Editorial illustration for: Anthropic CEO Amodei calls for binding AI safety rules as company pursues IPO

In brief

  • Amodei argues binding safety rules, not transparency alone, must govern frontier AI systems via FAA-style regulation
  • Anthropic launched Claude Mythos 5 for government partners and Claude Fable 5 publicly, drawing safeguard and cost criticism
  • Company filed for IPO after Series H funding round at $965 billion valuation

The Case for Binding AI Regulation

Amodei's essay, titled "Policy on the AI Exponential," argues that governments can no longer treat AI regulation as a problem to study. Instead, he contends that the pace of AI advancement demands immediate, binding rules.

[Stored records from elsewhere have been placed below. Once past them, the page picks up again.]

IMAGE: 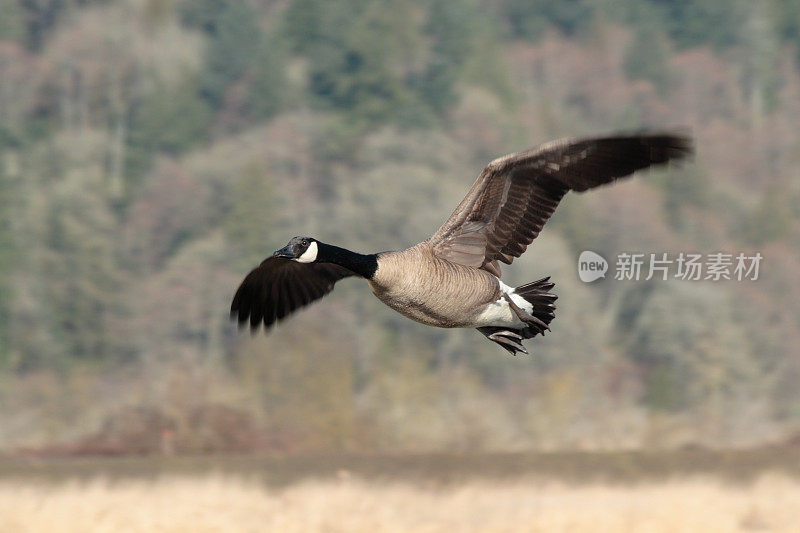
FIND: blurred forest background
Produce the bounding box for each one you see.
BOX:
[0,0,800,453]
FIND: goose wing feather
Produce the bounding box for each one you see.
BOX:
[429,133,692,273]
[231,257,355,331]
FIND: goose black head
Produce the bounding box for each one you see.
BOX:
[272,237,319,263]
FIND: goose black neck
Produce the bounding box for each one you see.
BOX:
[317,242,378,279]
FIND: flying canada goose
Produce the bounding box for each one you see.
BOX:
[231,133,692,355]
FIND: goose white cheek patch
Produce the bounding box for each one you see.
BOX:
[295,241,317,263]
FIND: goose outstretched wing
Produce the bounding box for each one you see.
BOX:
[428,133,692,275]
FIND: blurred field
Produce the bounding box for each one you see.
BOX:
[0,474,800,533]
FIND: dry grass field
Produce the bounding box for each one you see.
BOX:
[0,474,800,533]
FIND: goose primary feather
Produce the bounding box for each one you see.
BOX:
[231,133,692,355]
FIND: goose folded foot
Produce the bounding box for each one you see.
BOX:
[475,326,528,355]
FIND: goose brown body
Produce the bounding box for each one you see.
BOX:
[368,241,500,328]
[231,133,692,354]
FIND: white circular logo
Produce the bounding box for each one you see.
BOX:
[578,250,608,283]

The urgency reflects real capability gains. AI models have advanced from barely being able to write coherent code four years ago to writing most code at major AI companies, Amodei noted. This acceleration, he argues, requires a regulatory response modeled on aviation safety.

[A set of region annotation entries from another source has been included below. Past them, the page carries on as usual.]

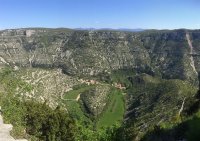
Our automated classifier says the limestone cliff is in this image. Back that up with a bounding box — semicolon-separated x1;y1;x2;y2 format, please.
0;28;200;84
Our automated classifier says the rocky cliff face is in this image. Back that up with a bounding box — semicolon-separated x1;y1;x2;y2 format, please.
0;29;200;84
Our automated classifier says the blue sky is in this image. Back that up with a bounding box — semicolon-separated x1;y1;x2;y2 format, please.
0;0;200;29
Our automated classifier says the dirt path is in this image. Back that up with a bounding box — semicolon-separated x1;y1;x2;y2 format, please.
186;33;197;74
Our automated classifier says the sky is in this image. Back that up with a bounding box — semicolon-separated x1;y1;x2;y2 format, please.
0;0;200;29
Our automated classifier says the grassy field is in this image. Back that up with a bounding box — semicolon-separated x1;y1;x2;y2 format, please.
97;89;125;128
63;85;95;120
64;85;95;99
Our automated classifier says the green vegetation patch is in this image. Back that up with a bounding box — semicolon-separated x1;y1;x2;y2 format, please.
64;85;95;99
97;88;125;128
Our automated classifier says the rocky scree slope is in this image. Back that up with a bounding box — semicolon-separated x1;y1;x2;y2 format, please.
0;28;200;85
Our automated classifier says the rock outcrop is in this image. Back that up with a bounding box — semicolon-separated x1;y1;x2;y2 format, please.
0;29;200;85
0;114;27;141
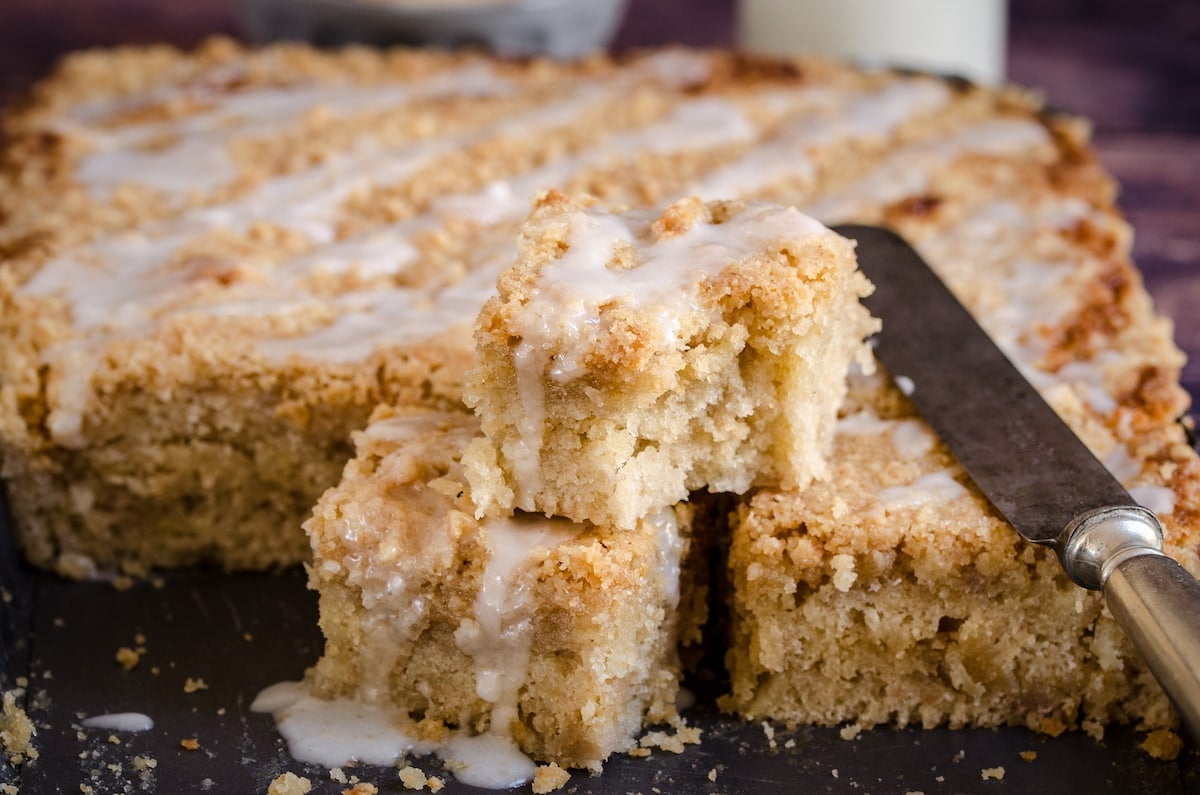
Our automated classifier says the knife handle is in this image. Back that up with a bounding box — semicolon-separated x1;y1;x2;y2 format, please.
1058;506;1200;741
1103;551;1200;741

Under Amodei's proposal, frontier AI models should be required to go through technical testing and auditing, with release blocked or reversed if they do not meet high safety standards. His framework includes mandatory third-party testing, government authority to block unsafe deployments, and requirements for companies to secure model weights and conduct safety testing.

New Models, New Friction

Amodei's essay arrived alongside two product launches. Anthropic expanded access to Claude Mythos with the launch of Mythos 5 on Tuesday, a restricted frontier AI model for cybersecurity organizations and government partners. Researchers, including the UK's AI Security Institute, found it can autonomously execute complex cyber attacks.

The company also released Claude Fable 5, a public-facing version that routes certain requests to a less capable model as a safeguard. The launch drew criticism from developers and researchers over higher token usage, mandatory 30-day data-retention requirements, and safeguards that can reduce capabilities without notifying users.

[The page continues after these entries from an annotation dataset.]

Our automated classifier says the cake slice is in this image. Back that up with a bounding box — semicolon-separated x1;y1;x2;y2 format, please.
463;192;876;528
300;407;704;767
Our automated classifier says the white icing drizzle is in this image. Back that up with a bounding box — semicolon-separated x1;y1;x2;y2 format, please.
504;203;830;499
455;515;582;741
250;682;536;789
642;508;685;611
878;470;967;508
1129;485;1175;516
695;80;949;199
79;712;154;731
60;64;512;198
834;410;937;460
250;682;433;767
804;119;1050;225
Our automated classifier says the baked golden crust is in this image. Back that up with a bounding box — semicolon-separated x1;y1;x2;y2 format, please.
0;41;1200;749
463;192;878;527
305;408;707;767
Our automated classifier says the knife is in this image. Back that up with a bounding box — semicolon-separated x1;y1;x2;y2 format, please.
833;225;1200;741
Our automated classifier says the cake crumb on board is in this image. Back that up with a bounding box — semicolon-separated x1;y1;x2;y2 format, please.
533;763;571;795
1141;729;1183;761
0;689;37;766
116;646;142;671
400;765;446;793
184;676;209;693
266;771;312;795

The timing is notable. Anthropic filed paperwork with the U.S. Securities and Exchange Commission for an initial public offering after raising a reported $65 billion Series H round at a reported $965 billion valuation. Amodei's regulatory push positions the company as a responsible actor ahead of public markets scrutiny.

Pushback from OpenAI

Not everyone agrees with Amodei's framing. OpenAI CEO Sam Altman accused Anthropic of using "fear-based marketing" to promote Claude Mythos, arguing that concerns about advanced AI can be used to justify concentrating control among a small number of companies.

The tension reflects a deeper debate: whether binding safety rules protect the public or entrench incumbent power. Amodei's proposal doesn't resolve that question, but it does signal that frontier AI companies now see regulation as inevitable, not optional.